A roar overwhelmed Chastain: the whole team of the US women’s national team ran towards their heroine; she tears off her shirt, flips it in the air before collapsing onto her knees. That, unbeknownst to her, will become the most iconic celebration in women’s football also because the final one, in her own way, marks the decisive step towards the exponential growth of a movement and credibility in the eyes of the whole world.

It was the final of the millennium and never before had such a festive and large crowd gathered for a women’s sporting event. Not only present at the stadium and throughout the World Cup, but by extension almost 40 million Americans saw that match . Of course, sport has raced a lot in recent deaths, new heights and new records have been reached, but after 20 years, the legacy left by the “99ers” (as the heroines of 1999 are called in America) is still under the eyes of all.A legacy that has expanded beyond patriotic borders and which has benefited all football and women themselves.
In the late 1990s, women’s football was in its infancy, blossoming as evident from the lack of financial resources and media coverage. Formed in 1985, the American national team, I participate in its first tournament in Italy, a quadrangular that also saw England and Denmark, but more than being a team, more than feeling the weight of the jersey on you, it was a conglomeration of prim ‘still that footballers . Michelle Akers, a force in the midfield of that era, recalls that despite the coach’s cheers, it was only when they began to suffer bitter defeats thatpride was undermined and they decided to engage and radicalize football in their culture .
The merits were, then, of Anson Dorrance , who in 1986, took the reins of the women’s national team and instilled in the players the highest possible philosophy: it was a dream, a vision, to see the United States reach the top, to be the best team in the world. . A seed planted in each girl which, as a legend or mythology, was then handed over to subsequent generations.

And precisely by working on the next generation, the US has raised its approach to football in terms of competence and professionalism. So Mia Hamm, Kristine Lilly and Julie FoudyAs soon as they were teenagers, they were invited to take part in a training session and were chosen in the place of much more experienced colleagues. The intuition was decisive and, with the eyes of the present, obvious: Kristine Lilly, with 354 appearances and 23 years of militancy, is still the player with the most appearances in the national team . And what about Mia Hamm
She wore the stars and stripes jersey from 1987 to 2004, scoring 158 in 276 games, winning the World Cup in 1991 and 1999, winning the laurel at the 1996 Atlanta and Athens 2004 Olympics. best footballer in history, she wore the US national team for seventeen years, won two FIFA Women’s World Player of the Year (2001 and 2002) and andone of only two women included in the FIFA 100, the list of the best 125 footballers of all time .

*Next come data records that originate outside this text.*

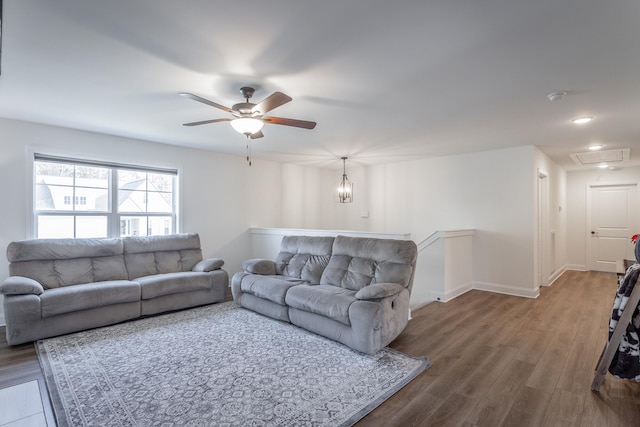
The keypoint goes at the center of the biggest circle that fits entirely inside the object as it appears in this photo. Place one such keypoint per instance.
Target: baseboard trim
(506, 289)
(556, 275)
(448, 296)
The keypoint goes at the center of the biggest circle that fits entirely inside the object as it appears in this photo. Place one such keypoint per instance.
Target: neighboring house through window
(79, 198)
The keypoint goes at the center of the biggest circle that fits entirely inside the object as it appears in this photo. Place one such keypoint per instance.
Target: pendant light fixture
(345, 187)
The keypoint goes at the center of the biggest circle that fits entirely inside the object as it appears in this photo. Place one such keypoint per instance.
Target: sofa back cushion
(304, 257)
(147, 255)
(63, 262)
(357, 262)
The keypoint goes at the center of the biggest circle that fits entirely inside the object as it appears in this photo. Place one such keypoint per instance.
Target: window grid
(71, 215)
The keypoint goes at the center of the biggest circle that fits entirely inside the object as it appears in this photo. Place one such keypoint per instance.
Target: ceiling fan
(247, 117)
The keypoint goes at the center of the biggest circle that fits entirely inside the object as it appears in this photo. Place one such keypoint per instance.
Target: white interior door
(612, 221)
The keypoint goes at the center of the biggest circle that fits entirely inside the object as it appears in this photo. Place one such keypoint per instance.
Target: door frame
(588, 225)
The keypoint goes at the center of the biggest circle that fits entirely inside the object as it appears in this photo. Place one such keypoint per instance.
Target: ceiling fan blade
(290, 122)
(272, 101)
(205, 101)
(204, 122)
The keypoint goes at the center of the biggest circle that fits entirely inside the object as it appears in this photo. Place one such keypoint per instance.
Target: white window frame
(113, 216)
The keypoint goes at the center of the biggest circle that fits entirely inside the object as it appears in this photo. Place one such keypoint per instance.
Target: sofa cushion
(329, 301)
(304, 257)
(259, 266)
(49, 249)
(272, 288)
(64, 262)
(18, 285)
(90, 295)
(172, 283)
(357, 262)
(379, 291)
(147, 255)
(209, 264)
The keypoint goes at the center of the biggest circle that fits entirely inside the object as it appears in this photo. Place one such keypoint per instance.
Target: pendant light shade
(246, 125)
(345, 187)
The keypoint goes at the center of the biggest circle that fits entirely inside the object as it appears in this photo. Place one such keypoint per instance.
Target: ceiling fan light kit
(246, 125)
(248, 118)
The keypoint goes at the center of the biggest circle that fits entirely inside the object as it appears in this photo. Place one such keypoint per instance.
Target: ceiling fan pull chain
(249, 150)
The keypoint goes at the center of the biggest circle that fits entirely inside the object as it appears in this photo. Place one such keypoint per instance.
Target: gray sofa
(350, 289)
(58, 286)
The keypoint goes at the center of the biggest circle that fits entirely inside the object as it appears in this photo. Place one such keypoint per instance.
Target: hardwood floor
(497, 361)
(507, 361)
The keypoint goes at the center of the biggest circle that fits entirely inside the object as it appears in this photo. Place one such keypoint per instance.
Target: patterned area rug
(219, 365)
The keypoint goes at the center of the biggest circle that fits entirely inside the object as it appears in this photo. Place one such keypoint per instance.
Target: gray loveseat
(351, 289)
(58, 286)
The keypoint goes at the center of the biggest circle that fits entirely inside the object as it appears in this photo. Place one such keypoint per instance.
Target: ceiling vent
(604, 156)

To break through popular culture and clear prejudice, Mattel , to promote and relaunch the 1999 World Cup, put on the market the Barbie “Soccer Teresa” , inspired by the silhouette of Hamm herself who, however, played on the pitch for only one goal: his grit was equal to his humility and all they did was heroic to improve their sport.

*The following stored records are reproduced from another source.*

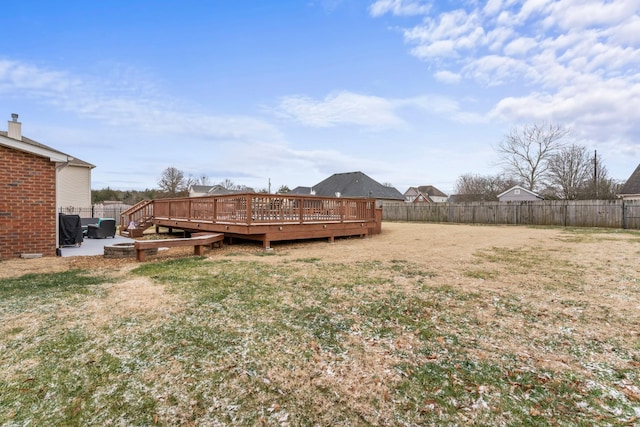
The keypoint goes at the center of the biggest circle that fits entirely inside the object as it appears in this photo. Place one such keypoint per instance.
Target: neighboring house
(519, 194)
(352, 184)
(36, 182)
(631, 189)
(424, 194)
(198, 190)
(215, 190)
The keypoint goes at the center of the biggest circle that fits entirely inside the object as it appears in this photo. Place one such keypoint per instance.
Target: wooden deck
(256, 216)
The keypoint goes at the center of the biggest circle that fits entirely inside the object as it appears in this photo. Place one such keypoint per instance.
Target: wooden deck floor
(263, 217)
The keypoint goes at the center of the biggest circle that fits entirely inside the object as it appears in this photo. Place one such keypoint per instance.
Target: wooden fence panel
(569, 213)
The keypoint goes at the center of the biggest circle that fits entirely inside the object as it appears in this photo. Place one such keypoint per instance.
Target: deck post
(248, 198)
(301, 210)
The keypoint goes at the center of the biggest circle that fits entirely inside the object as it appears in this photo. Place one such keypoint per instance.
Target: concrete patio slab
(92, 247)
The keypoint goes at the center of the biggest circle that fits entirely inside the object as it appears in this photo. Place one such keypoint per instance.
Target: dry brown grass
(538, 305)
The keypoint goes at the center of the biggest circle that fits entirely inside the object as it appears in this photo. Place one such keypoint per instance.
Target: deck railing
(257, 208)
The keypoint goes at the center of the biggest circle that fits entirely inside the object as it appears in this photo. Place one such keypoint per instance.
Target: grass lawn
(508, 335)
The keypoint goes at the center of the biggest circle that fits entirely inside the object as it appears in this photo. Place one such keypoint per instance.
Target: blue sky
(409, 92)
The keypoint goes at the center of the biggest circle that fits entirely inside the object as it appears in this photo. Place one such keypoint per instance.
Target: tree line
(172, 183)
(538, 158)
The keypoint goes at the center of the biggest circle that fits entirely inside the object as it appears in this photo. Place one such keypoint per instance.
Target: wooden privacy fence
(568, 213)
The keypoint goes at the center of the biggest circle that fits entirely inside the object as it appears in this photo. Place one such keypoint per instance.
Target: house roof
(430, 190)
(632, 186)
(355, 184)
(34, 147)
(517, 187)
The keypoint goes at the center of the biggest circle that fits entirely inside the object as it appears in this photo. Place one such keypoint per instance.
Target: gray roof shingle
(355, 184)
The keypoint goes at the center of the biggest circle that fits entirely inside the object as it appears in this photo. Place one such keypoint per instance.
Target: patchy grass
(304, 341)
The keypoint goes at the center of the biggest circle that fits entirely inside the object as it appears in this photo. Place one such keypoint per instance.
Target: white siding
(74, 187)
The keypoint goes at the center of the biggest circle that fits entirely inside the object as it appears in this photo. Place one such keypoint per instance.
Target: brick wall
(27, 204)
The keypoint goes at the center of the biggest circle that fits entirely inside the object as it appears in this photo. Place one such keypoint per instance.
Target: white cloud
(578, 59)
(448, 77)
(342, 108)
(520, 46)
(120, 105)
(399, 7)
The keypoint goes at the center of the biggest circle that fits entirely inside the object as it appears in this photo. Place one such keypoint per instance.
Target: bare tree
(478, 188)
(568, 170)
(597, 184)
(524, 153)
(172, 181)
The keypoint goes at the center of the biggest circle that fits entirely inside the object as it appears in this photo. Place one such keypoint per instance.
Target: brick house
(30, 193)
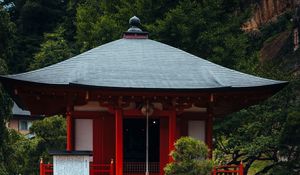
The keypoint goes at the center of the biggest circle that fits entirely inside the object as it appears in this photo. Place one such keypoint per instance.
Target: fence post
(241, 168)
(111, 166)
(41, 167)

Both on and off the pitch, the “99ers” showed the world what female athletes were capable of and, consequently, what women were capable of. They were selfless, genuine, and determined to make a difference. Bill Clinton, at the time American president, was among the 90,000 in attendance and hosting the winners at the White House, said: “Your success will have a huge impact, more than people realize today and will have a far-reaching impact not only in the States. United, but also in other countries ยป.

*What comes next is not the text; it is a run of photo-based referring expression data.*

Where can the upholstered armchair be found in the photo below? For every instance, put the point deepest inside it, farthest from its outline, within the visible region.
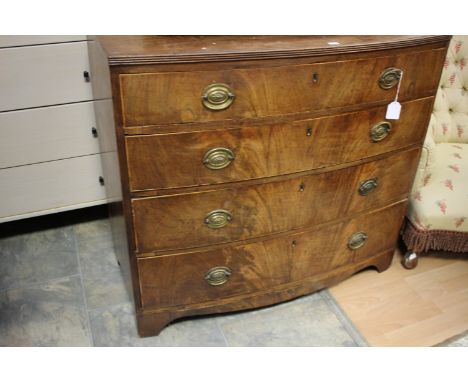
(437, 216)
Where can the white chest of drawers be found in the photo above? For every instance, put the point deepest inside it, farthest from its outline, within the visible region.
(49, 157)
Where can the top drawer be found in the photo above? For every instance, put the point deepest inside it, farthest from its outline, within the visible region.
(197, 96)
(43, 75)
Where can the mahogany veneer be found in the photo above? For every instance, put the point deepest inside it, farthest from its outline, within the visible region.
(248, 170)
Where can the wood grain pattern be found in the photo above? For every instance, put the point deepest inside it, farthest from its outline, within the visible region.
(165, 280)
(175, 160)
(400, 308)
(163, 98)
(152, 321)
(294, 198)
(133, 50)
(172, 222)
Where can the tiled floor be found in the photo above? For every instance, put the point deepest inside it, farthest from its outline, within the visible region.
(60, 285)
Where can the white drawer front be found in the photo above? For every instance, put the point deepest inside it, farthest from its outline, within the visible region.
(50, 185)
(45, 134)
(43, 75)
(8, 41)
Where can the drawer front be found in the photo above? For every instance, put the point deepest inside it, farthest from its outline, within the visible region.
(45, 134)
(328, 248)
(50, 185)
(175, 97)
(210, 275)
(11, 41)
(220, 216)
(218, 156)
(43, 75)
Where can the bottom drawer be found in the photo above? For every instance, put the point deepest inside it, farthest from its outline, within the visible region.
(50, 186)
(189, 278)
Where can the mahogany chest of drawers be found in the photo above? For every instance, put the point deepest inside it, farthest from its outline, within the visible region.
(245, 171)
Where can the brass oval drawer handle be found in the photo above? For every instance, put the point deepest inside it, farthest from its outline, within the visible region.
(357, 240)
(218, 275)
(389, 78)
(217, 97)
(218, 158)
(217, 219)
(380, 131)
(368, 186)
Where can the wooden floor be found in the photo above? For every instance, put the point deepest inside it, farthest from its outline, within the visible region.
(420, 307)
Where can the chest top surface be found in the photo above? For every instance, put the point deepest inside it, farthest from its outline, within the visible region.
(128, 50)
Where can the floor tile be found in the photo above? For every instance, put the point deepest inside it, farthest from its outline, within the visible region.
(51, 314)
(306, 321)
(105, 290)
(116, 326)
(95, 248)
(37, 257)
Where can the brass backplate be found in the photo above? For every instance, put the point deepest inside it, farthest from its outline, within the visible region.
(389, 78)
(380, 131)
(217, 219)
(218, 158)
(218, 275)
(217, 97)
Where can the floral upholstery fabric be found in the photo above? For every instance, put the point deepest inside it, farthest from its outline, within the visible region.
(439, 198)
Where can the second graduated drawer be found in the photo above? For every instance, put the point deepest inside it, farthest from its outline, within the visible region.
(187, 159)
(238, 213)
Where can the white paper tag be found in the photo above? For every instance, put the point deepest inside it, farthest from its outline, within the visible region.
(393, 110)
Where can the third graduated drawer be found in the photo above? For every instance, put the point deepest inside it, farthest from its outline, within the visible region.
(230, 214)
(200, 276)
(164, 161)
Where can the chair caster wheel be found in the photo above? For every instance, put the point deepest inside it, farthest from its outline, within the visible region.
(410, 260)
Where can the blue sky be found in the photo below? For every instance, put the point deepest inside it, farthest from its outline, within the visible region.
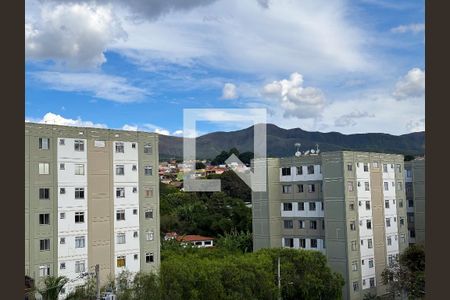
(347, 66)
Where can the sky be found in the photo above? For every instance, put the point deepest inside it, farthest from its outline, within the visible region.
(320, 65)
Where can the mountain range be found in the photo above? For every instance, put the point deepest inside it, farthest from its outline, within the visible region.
(280, 142)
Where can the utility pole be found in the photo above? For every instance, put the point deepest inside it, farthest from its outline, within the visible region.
(97, 278)
(279, 278)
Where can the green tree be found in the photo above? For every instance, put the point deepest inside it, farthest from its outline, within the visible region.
(407, 274)
(52, 286)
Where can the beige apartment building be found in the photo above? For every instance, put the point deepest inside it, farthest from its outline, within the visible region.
(415, 196)
(351, 206)
(91, 197)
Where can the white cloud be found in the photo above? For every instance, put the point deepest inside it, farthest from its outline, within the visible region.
(295, 100)
(347, 120)
(71, 34)
(414, 28)
(113, 88)
(54, 119)
(229, 91)
(412, 85)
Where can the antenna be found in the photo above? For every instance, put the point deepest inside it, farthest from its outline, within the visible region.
(298, 153)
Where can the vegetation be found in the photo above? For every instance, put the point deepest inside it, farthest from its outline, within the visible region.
(408, 273)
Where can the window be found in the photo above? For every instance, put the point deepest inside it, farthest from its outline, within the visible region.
(120, 170)
(351, 206)
(79, 217)
(121, 238)
(301, 224)
(149, 214)
(120, 192)
(120, 148)
(288, 224)
(120, 215)
(371, 279)
(149, 258)
(79, 193)
(44, 143)
(44, 245)
(44, 270)
(285, 171)
(355, 265)
(80, 266)
(289, 242)
(366, 167)
(302, 243)
(79, 242)
(286, 189)
(350, 186)
(44, 168)
(148, 170)
(79, 169)
(149, 235)
(287, 206)
(44, 219)
(121, 261)
(44, 193)
(148, 149)
(79, 145)
(148, 193)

In the penalty shootout roulette, the United States triumphed 5-4 and the Chinese goalkeeper Briana Scurry determined the mistake of the Chinese Liu Ailing . In addition to being one of the first professional African-American players, Scurry was also one of the first openly gay footballers and campaigning for gender equality. She has voiced the battle over wage discrimination and is one of the pioneering founders of WUSA, the US women’s soccer association. Years later, her mission is still the same: “Even if we no longer play, we want to do everything possible to progress in the game and in equality in terms of rights and opportunities”.